>Misaligned loads and stores are Zicclsm

Nope. See https://github.com/llvm/llvm-project/issues/110454 which was linked in the first issue. The spec authors have managed to made a mess even here.

Now they want to introduce yet another (sic!) extension Oilsm... It maaaaaay become part of RVA30, so in the best case scenario it will be decades before we will be able to rely on it widely (especially considering that RVA23 is likely to become heavily entrenched as "the default").

IMO the spec authors should've mandated that the base load/store instructions work only with aligned pointers and introduced misaligned instructions in a separate early extension. (After all, passing a misaligned pointer where your code does not expect it is a correctness issue.) But I would've been fine as well if they mandated that misaligned pointers should be always accepted. Instead we have to deal the terrible middle ground.

>atomic memory operations are made mandatory in Ziccamoa

In other words, forget about potential performance advantages of load-link/store-conditional instructions. `compare_exchange` and `compare_exchange_weak` will always compile into the same instructions.

And I guess you are fine with the page size part. I know there are huge-page-like proposals, but they do not resolve the fundamental issue.

I have other minor performance-related nits such `seed` CSR being allowed to produce poor quality entropy which means that we have bring a whole CSPRNG if we want to generate a cryptographic key or nonce on a low-powered micro-controller.

By no means I consider myself a RISC-V expert, if anything my familiarity with the ISA as a systems language programmer is quite shallow, but the number of accumulated disappointments even from such shallow familiarity has cooled my enthusiasm for RISC-V quite significantly.

RISC-V truly is the RyanAir of processors: Oh, you want FP maths? That's an optional extra, did you check that when you booked? And was that single or double-precision, all optional extras at an extra charge. Atomic instructions, that's an extra too, have your credit card details handy. Multiply and divide? Yeah, extras. Now, let me tell you about our high-end customer options, packed SIMD and user-level interrupts, only for business class users. And then there's our first-class benefits, hypervisor extensions for big spenders, and even more, all optional extras.

So it's modular. This is normally considered a good thing. It means you don't have to pay for features you don't need.

The ISA is open so there's no greedy corporation trying to upsell you. I mean there's an implementation and die area cost for each extension but it's not being set at an artificial level by a monopolist.

It's a good thing in many cases but not if you're going to be running applications distributed as binaries. Maybe if we go the Gentoo route of everybody always recompiling everything for their own system?

Then you stick to RVA23, which is comparable to ARMv9 and x86-64v4.

But that means a port of Linux can’t be to RISC-V, it has to be to a specific implementation of RISC-V, or if sufficient (which seems still debatable) to a specific common RISC-V profile.

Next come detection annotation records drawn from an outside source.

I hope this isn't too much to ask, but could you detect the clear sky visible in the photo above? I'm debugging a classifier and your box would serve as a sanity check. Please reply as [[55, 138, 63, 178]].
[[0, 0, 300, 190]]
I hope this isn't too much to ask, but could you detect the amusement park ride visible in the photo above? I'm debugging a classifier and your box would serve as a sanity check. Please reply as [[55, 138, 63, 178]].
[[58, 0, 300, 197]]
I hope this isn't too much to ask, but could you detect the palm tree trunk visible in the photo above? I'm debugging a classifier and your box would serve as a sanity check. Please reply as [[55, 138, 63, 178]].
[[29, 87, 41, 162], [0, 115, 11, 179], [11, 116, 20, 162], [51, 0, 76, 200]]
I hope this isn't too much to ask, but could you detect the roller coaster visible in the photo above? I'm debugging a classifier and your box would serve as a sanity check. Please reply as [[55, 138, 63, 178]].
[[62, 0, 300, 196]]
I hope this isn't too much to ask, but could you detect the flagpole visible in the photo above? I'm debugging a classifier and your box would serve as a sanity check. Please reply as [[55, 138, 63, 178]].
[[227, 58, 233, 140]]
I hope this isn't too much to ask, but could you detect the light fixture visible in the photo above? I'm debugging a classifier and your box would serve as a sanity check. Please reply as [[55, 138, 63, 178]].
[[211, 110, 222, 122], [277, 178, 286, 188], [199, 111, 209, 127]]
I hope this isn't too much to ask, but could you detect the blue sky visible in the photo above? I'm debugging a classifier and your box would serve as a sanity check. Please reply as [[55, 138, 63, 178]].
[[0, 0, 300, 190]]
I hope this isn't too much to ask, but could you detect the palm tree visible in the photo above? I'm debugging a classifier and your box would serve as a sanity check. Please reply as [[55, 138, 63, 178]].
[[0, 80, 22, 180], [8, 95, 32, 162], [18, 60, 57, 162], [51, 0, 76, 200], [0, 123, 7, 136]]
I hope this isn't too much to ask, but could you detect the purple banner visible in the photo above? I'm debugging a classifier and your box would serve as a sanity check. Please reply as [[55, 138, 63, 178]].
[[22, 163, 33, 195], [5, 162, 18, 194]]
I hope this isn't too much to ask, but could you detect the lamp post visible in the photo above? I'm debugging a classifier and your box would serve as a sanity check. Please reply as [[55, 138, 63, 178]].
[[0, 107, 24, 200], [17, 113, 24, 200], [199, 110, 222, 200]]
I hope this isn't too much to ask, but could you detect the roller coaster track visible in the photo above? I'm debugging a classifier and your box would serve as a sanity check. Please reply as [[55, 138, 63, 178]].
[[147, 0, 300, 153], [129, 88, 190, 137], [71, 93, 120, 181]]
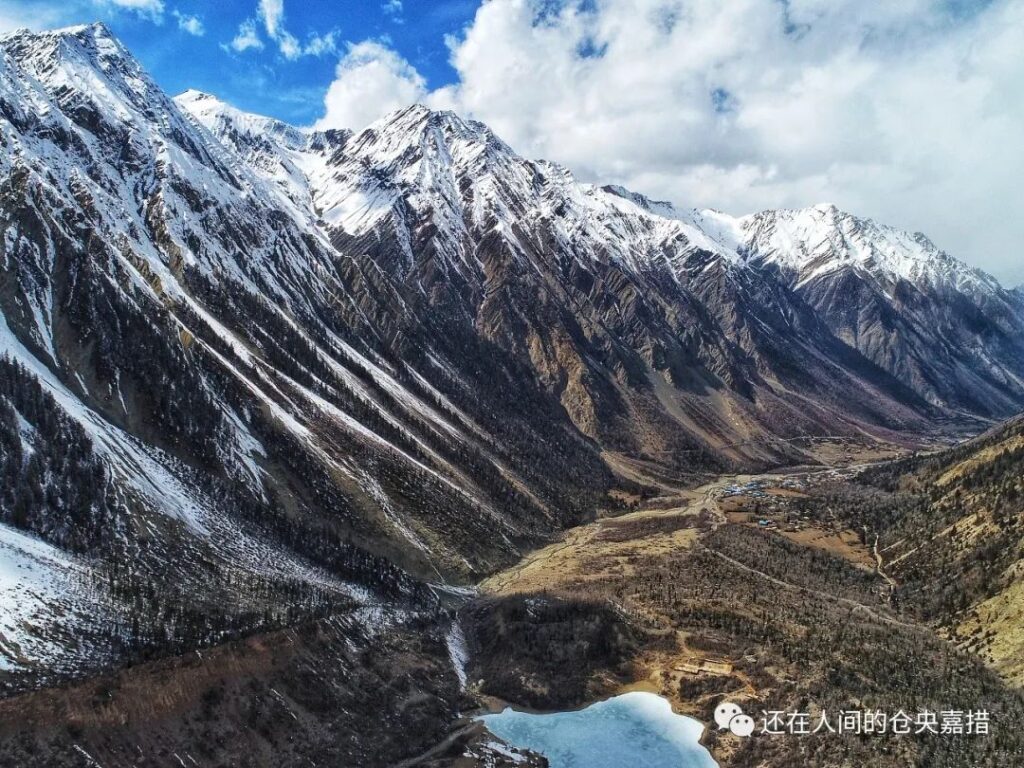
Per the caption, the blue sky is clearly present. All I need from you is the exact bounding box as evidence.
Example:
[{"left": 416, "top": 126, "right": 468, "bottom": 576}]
[
  {"left": 0, "top": 0, "right": 478, "bottom": 125},
  {"left": 0, "top": 0, "right": 1024, "bottom": 285}
]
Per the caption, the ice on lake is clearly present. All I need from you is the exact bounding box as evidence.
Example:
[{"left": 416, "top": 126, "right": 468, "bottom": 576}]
[{"left": 478, "top": 692, "right": 717, "bottom": 768}]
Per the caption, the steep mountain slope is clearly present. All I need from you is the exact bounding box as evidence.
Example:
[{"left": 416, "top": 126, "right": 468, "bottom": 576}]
[
  {"left": 0, "top": 25, "right": 1024, "bottom": 696},
  {"left": 0, "top": 26, "right": 607, "bottom": 684},
  {"left": 179, "top": 94, "right": 942, "bottom": 466}
]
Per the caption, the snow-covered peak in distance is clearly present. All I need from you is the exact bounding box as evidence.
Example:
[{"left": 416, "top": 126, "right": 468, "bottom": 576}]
[
  {"left": 735, "top": 203, "right": 998, "bottom": 291},
  {"left": 174, "top": 89, "right": 307, "bottom": 150},
  {"left": 177, "top": 84, "right": 1000, "bottom": 301}
]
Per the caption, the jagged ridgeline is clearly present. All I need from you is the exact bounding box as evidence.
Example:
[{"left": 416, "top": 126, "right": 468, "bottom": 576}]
[{"left": 0, "top": 20, "right": 1024, "bottom": 681}]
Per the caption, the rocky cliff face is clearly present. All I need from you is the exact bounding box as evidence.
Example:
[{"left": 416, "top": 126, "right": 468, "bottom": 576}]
[{"left": 0, "top": 26, "right": 1024, "bottom": 674}]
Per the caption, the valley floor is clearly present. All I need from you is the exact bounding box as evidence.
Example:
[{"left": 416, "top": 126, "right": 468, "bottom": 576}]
[{"left": 462, "top": 448, "right": 1021, "bottom": 766}]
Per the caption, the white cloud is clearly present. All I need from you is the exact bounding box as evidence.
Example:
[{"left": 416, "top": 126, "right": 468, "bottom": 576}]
[
  {"left": 259, "top": 0, "right": 285, "bottom": 38},
  {"left": 228, "top": 18, "right": 263, "bottom": 53},
  {"left": 311, "top": 0, "right": 1024, "bottom": 282},
  {"left": 171, "top": 8, "right": 206, "bottom": 37},
  {"left": 316, "top": 40, "right": 427, "bottom": 130}
]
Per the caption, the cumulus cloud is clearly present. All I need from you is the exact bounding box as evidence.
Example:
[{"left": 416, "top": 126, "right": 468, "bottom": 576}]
[
  {"left": 171, "top": 8, "right": 206, "bottom": 37},
  {"left": 99, "top": 0, "right": 164, "bottom": 24},
  {"left": 322, "top": 0, "right": 1024, "bottom": 282},
  {"left": 316, "top": 40, "right": 427, "bottom": 129}
]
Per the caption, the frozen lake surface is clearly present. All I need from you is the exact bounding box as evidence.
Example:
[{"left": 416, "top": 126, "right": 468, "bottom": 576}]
[{"left": 478, "top": 692, "right": 717, "bottom": 768}]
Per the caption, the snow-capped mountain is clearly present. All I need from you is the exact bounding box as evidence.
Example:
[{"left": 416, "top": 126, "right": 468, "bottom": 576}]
[{"left": 0, "top": 25, "right": 1024, "bottom": 688}]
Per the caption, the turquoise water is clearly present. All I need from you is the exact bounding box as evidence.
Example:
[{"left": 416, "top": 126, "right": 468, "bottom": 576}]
[{"left": 477, "top": 692, "right": 717, "bottom": 768}]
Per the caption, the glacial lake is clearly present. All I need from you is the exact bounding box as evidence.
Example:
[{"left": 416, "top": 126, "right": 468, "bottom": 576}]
[{"left": 477, "top": 691, "right": 718, "bottom": 768}]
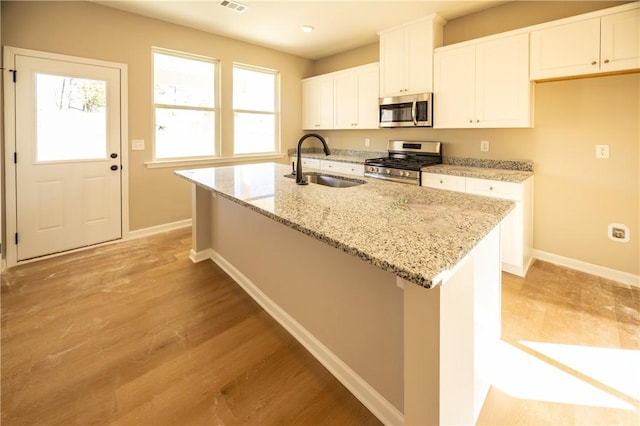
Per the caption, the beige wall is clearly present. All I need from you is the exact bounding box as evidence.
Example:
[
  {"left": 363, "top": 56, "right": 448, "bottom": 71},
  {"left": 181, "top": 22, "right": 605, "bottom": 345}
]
[
  {"left": 2, "top": 1, "right": 312, "bottom": 230},
  {"left": 314, "top": 1, "right": 640, "bottom": 275}
]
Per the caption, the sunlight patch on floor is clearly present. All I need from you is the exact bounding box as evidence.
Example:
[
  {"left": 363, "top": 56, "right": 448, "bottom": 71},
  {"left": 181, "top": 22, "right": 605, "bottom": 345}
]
[{"left": 492, "top": 341, "right": 640, "bottom": 410}]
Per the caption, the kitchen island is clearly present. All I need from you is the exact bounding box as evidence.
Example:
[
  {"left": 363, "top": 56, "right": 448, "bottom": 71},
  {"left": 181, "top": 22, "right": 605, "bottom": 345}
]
[{"left": 176, "top": 163, "right": 513, "bottom": 424}]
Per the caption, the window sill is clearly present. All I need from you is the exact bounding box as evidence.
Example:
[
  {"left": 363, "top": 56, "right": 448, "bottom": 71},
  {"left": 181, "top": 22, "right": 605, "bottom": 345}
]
[{"left": 144, "top": 153, "right": 287, "bottom": 169}]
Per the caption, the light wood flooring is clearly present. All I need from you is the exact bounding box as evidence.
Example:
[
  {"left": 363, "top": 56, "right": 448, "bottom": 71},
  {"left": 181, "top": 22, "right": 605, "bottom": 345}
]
[{"left": 1, "top": 229, "right": 640, "bottom": 425}]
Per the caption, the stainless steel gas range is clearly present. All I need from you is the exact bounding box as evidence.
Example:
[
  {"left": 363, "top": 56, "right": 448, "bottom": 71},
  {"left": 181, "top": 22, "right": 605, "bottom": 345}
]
[{"left": 364, "top": 141, "right": 442, "bottom": 185}]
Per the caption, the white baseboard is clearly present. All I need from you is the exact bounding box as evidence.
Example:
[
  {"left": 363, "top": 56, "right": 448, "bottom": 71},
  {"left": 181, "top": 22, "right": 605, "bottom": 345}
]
[
  {"left": 189, "top": 249, "right": 213, "bottom": 263},
  {"left": 208, "top": 249, "right": 404, "bottom": 425},
  {"left": 533, "top": 249, "right": 640, "bottom": 287},
  {"left": 126, "top": 219, "right": 191, "bottom": 240}
]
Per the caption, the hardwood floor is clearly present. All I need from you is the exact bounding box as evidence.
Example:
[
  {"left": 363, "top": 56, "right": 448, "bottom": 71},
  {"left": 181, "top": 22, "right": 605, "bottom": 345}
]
[{"left": 1, "top": 229, "right": 640, "bottom": 425}]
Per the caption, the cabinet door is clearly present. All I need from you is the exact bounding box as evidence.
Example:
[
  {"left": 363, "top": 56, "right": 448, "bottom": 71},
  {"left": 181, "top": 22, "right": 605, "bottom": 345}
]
[
  {"left": 475, "top": 34, "right": 532, "bottom": 127},
  {"left": 333, "top": 71, "right": 358, "bottom": 129},
  {"left": 404, "top": 21, "right": 434, "bottom": 94},
  {"left": 380, "top": 28, "right": 405, "bottom": 97},
  {"left": 530, "top": 18, "right": 600, "bottom": 80},
  {"left": 302, "top": 75, "right": 333, "bottom": 130},
  {"left": 356, "top": 64, "right": 380, "bottom": 129},
  {"left": 600, "top": 9, "right": 640, "bottom": 71},
  {"left": 433, "top": 46, "right": 476, "bottom": 129}
]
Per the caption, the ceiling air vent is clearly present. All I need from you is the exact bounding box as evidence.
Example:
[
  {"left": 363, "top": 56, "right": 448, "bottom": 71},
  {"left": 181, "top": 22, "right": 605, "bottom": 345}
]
[{"left": 218, "top": 0, "right": 248, "bottom": 13}]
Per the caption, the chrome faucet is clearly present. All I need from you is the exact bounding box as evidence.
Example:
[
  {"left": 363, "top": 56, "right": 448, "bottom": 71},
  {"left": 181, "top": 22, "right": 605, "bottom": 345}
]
[{"left": 296, "top": 133, "right": 331, "bottom": 185}]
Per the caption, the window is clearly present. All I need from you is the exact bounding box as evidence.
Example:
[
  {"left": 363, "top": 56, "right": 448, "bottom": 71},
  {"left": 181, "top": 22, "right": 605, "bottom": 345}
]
[
  {"left": 233, "top": 64, "right": 280, "bottom": 155},
  {"left": 153, "top": 49, "right": 218, "bottom": 160}
]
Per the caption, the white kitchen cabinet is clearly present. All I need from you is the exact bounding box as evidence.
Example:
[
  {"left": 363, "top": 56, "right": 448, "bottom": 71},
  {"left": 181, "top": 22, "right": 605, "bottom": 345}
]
[
  {"left": 379, "top": 15, "right": 445, "bottom": 97},
  {"left": 434, "top": 33, "right": 533, "bottom": 128},
  {"left": 320, "top": 160, "right": 364, "bottom": 176},
  {"left": 422, "top": 172, "right": 533, "bottom": 277},
  {"left": 333, "top": 62, "right": 379, "bottom": 129},
  {"left": 289, "top": 157, "right": 320, "bottom": 171},
  {"left": 530, "top": 8, "right": 640, "bottom": 80},
  {"left": 302, "top": 74, "right": 333, "bottom": 130},
  {"left": 422, "top": 173, "right": 465, "bottom": 192},
  {"left": 289, "top": 157, "right": 364, "bottom": 176}
]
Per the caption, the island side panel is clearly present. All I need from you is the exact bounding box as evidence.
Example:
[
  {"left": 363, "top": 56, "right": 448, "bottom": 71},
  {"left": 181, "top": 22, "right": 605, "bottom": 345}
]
[
  {"left": 211, "top": 197, "right": 404, "bottom": 423},
  {"left": 398, "top": 226, "right": 501, "bottom": 425},
  {"left": 189, "top": 183, "right": 214, "bottom": 262}
]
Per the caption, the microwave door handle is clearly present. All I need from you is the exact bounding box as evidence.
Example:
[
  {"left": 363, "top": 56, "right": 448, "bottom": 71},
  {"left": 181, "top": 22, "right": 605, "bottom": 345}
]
[{"left": 411, "top": 101, "right": 418, "bottom": 126}]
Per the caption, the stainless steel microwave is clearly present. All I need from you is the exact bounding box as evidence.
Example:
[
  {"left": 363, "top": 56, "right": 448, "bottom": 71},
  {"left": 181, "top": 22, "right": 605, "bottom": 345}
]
[{"left": 379, "top": 93, "right": 433, "bottom": 127}]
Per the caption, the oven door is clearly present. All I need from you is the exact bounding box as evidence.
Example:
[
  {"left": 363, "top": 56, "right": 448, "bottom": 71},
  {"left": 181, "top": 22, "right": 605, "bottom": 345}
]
[{"left": 379, "top": 93, "right": 433, "bottom": 127}]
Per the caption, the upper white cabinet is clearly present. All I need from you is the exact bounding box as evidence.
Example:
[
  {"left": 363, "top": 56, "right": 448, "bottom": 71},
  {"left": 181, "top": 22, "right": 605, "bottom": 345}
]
[
  {"left": 302, "top": 74, "right": 333, "bottom": 130},
  {"left": 379, "top": 15, "right": 445, "bottom": 97},
  {"left": 530, "top": 6, "right": 640, "bottom": 80},
  {"left": 333, "top": 63, "right": 378, "bottom": 129},
  {"left": 302, "top": 62, "right": 379, "bottom": 130},
  {"left": 434, "top": 33, "right": 533, "bottom": 128}
]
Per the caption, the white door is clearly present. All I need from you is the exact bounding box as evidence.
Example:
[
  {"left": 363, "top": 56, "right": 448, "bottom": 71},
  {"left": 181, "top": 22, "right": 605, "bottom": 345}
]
[{"left": 15, "top": 55, "right": 122, "bottom": 261}]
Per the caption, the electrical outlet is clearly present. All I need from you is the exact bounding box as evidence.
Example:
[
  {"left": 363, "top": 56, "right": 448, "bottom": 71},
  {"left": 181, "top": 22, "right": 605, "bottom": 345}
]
[
  {"left": 596, "top": 145, "right": 609, "bottom": 160},
  {"left": 608, "top": 223, "right": 629, "bottom": 243},
  {"left": 131, "top": 139, "right": 144, "bottom": 151}
]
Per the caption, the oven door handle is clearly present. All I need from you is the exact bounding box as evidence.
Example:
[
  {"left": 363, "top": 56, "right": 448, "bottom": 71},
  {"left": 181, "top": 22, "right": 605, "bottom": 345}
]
[{"left": 411, "top": 101, "right": 418, "bottom": 126}]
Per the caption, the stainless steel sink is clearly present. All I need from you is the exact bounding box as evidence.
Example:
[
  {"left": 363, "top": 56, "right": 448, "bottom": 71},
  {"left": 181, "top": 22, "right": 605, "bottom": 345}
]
[{"left": 285, "top": 172, "right": 367, "bottom": 188}]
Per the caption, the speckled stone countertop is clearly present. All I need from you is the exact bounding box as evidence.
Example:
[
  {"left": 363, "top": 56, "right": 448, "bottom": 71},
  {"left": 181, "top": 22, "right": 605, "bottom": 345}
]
[
  {"left": 288, "top": 148, "right": 387, "bottom": 164},
  {"left": 422, "top": 157, "right": 533, "bottom": 183},
  {"left": 422, "top": 164, "right": 533, "bottom": 183},
  {"left": 175, "top": 163, "right": 514, "bottom": 288}
]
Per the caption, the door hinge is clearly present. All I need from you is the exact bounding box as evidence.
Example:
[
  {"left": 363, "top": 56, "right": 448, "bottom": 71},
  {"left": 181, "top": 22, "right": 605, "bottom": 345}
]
[{"left": 0, "top": 68, "right": 18, "bottom": 83}]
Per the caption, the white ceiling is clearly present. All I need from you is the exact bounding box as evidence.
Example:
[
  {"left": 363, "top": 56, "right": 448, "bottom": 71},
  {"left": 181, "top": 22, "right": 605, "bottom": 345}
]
[{"left": 94, "top": 0, "right": 505, "bottom": 59}]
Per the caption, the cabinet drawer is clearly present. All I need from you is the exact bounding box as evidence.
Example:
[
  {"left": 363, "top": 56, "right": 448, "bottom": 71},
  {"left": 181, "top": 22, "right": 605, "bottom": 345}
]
[
  {"left": 320, "top": 160, "right": 364, "bottom": 176},
  {"left": 466, "top": 178, "right": 522, "bottom": 201},
  {"left": 422, "top": 172, "right": 465, "bottom": 192},
  {"left": 342, "top": 163, "right": 364, "bottom": 176}
]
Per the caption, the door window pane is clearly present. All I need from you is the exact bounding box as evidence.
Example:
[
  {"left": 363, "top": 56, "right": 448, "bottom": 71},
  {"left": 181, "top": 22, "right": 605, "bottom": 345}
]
[{"left": 36, "top": 74, "right": 107, "bottom": 162}]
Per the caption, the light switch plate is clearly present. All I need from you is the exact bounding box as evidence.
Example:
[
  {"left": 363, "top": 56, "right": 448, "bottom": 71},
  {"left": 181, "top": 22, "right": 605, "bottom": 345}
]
[
  {"left": 596, "top": 145, "right": 609, "bottom": 159},
  {"left": 131, "top": 139, "right": 144, "bottom": 151}
]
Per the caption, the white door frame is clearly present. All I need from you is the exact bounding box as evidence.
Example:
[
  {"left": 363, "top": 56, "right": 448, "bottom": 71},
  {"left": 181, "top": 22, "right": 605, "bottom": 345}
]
[{"left": 3, "top": 46, "right": 129, "bottom": 267}]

You can target the minimum instruction set and it'll run everywhere. Albeit very slowly. Perhaps you use a fat binary to get reasonable performance in most cases.

This isn't easy but it can be done (and it is being done on x86, despite constantly evolving variations of AVX).

Then x86_64 is the cable television service of processors. "Oh, you want channel 5? Then you have to buy this bundle with 40 other channels you will never watch, including 7 channels in languages you do not speak."

>Multiply and divide

And where it actually mattered they did not introduce a separate extension. Integer division is significantly more complex than multiplication, so it may make sense for low-end microcontrollers to implement in hardware only the latter.

There is Zmmul for multiplication-but-not-divide.

Yes, adding instructions to your ISA has a cost

I think having separate unaligned load/store instructions would be a much worse design, not least because they use a lot of the opcode space. I don't understand why you don't just have an option to not generate misaligned loads for people that happen to be running on CPUs where it's really slow. You don't need to wait for a profile for that.

As for `seed`, if you're running on a microcontroller you can just look up the data sheet to see if it's seed entropy is sufficient. By the time you get to CPUs where portable code is important a CSPRNG is probably fine.

I agree about page size though. Svnapot seems overly complicated and gives only a fraction of the advantages of actually bigger pages.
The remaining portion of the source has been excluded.